En resumen, y efectuando un muy necesario examen de conciencia, hemos de reconocer que es muy poco lo que sabemos realmente de Dios. Y no solo es muy poco, sino que, además, está cribado por el tamiz de nuestras culturas, nuestras cosmovisiones particulares, los medios vitales en los que nacemos y nos desarrollamos, condiciones todas ellas que nos imponen siempre una restricción de pensamiento. Redundando en la idea principal que hemos venido exponiendo, Dios se ha autolimitado al presentarse ante nosotros, al revelarse al género humano, e incluso al revelarse a través de la Historia de la Salvación, de modo que no somos capaces de abarcarlo en toda su plenitud, sino tan solo en aquello que nos es dado ver, y con las restricciones propias que nos conforman en tanto que seres humanos.

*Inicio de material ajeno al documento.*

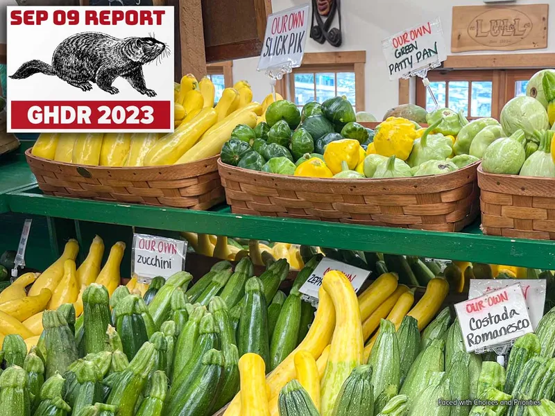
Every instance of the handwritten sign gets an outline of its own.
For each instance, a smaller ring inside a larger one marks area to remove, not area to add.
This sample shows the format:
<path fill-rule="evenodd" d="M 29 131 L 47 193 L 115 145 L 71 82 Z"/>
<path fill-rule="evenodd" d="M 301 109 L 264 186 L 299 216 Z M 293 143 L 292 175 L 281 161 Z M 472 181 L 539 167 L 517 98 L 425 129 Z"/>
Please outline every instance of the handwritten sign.
<path fill-rule="evenodd" d="M 183 270 L 187 243 L 148 234 L 133 234 L 133 273 L 165 278 Z"/>
<path fill-rule="evenodd" d="M 547 281 L 545 279 L 517 280 L 515 279 L 472 279 L 468 290 L 468 297 L 477 297 L 484 293 L 519 284 L 528 306 L 528 314 L 532 322 L 532 329 L 536 329 L 543 316 L 543 305 L 545 304 Z"/>
<path fill-rule="evenodd" d="M 418 69 L 438 67 L 447 53 L 439 17 L 382 41 L 389 79 L 407 78 Z"/>
<path fill-rule="evenodd" d="M 455 305 L 467 352 L 500 345 L 532 332 L 520 284 Z"/>
<path fill-rule="evenodd" d="M 270 15 L 258 71 L 300 67 L 305 54 L 309 19 L 308 4 Z"/>
<path fill-rule="evenodd" d="M 330 270 L 339 270 L 344 273 L 350 281 L 355 292 L 360 289 L 362 284 L 364 283 L 371 272 L 369 270 L 365 270 L 350 264 L 345 264 L 336 260 L 324 257 L 318 263 L 314 271 L 312 272 L 312 274 L 305 282 L 305 284 L 300 286 L 299 291 L 303 295 L 318 299 L 318 292 L 320 290 L 320 286 L 322 286 L 322 279 L 324 277 L 324 275 Z"/>

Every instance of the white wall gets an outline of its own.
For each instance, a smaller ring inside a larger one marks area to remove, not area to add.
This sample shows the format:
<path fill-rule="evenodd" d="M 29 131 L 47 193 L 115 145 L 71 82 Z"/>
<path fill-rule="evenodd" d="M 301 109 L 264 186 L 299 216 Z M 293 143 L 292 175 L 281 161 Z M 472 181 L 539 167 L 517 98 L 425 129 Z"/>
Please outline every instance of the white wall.
<path fill-rule="evenodd" d="M 307 0 L 272 0 L 274 12 L 305 4 Z M 518 4 L 549 3 L 555 13 L 555 0 L 518 0 Z M 452 55 L 451 45 L 452 8 L 454 6 L 482 6 L 481 0 L 343 0 L 341 2 L 343 45 L 334 48 L 328 43 L 321 45 L 308 38 L 307 52 L 366 51 L 366 105 L 378 119 L 398 103 L 398 83 L 390 81 L 381 40 L 407 28 L 439 16 L 445 37 L 447 55 Z M 553 22 L 553 19 L 549 19 Z M 336 23 L 334 22 L 334 25 Z M 555 52 L 555 27 L 548 28 L 546 49 L 520 51 L 504 53 Z M 487 51 L 470 54 L 496 53 Z M 504 52 L 499 52 L 504 53 Z M 270 85 L 263 73 L 256 71 L 258 58 L 239 60 L 233 62 L 233 79 L 248 80 L 253 86 L 254 98 L 260 101 L 269 93 Z"/>

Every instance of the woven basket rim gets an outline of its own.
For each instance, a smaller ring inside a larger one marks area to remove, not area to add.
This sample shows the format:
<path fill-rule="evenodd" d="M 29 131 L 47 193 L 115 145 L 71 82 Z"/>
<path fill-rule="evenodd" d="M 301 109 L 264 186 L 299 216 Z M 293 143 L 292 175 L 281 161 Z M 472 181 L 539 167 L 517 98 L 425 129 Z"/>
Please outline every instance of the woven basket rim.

Cierto es que la creación bien entendida, así como las distintas maneras en que Dios se dio a conocer a los antiguos, y sobre todo, su gran autorrevelación en la persona y la obra de Cristo, nos enseñan que es, por encima de todo, un Dios de amor y de misericordia, un Dios solidario con el dolor y las limitaciones de los seres humanos, el Dios, en definitiva, al que Jesús llama “Padre”, pero ni aun esto nos capacita para pontificar sobre él o para pretender saberlo todo en relación con su ser, su naturaleza o sus designios eternos.

Nuestro estudio de Dios debe suponer, por lo tanto, un llamado permanente a la humildad, al reconocimiento de nuestra supina ignorancia y a un espíritu de compasión para con aquellos que todavía evidencien menos luces que nosotros en relación con este tema, así como de dura reprobación para cuantos, amparándose en el nombre de Dios, pretenden erigirse en jueces de los demás y depositarios de verdades absolutas únicamente a ellos reservadas.

Por decirlo en pocas palabras, seguir el ejemplo de Jesús.

Soli Deo Gloria.


Rvdo. Juan María Tellería Larrañaga

Presbítero

Delegado Diocesano para la Educación Teológica

Iglesia Española Reforma Episcopal (IERE, Comunión Anglicana)


  1. Que tanto ha influido en la construcción del edificio de la teología cristiana. Ver la Metafísica de Aristóteles XII, vii.

  2. Ni siquiera por el mal. Ver RESTREPO GONZÁLEZ, P. “El problema del mal en San Agustín”, en Franciscanum. Revista de las ciencias del espíritu, nº 146. Universidad de San Buenaventura. Bogotá (Colombia). Mayo-agosto 2007, 97-117.

  3. Recuérdese la teoría de la “kenosis” o “vaciamiento” de Dios, tan cara a los luteranos decimonónicos.

  4. Génesis 1:1 – 2:4a. Ostenta un mayor horizonte que el Segundo (Génesis 2:4b-25), más centrado en el origen de la vida humana y animal.

  5. Ver PELÁEZ, E. “El Big Bang y la Creación”, en MÉRIDA, S. (ed.) Conjugando Ciencia y Fe. Argumentos en el año de la fe. Madrid: CEU Ediciones, 2014.

  6. En hebreo “zimzum”, también transcrito en ocasiones “Tsimtsum”, adaptándolo a la pronunciación tradicional.

  7. “Zimzumim” o “Tsimtsumim”.

  8. La existencia del mal y el pecado.

  9. Caídas, para expresarnos con términos teológicos y en referencia a la condición de desobediencia y ruptura que experimenta nuestra especie en relación con el Creador (cf. el llamado Relato de la Caída, en Génesis 3).

  10. Contrástese la Divinidad tribal, celosa y sanguinaria que recogen algunas tradiciones veterotestamentarias con la Deidad trascendente de la más elevada teología cristiana posterior.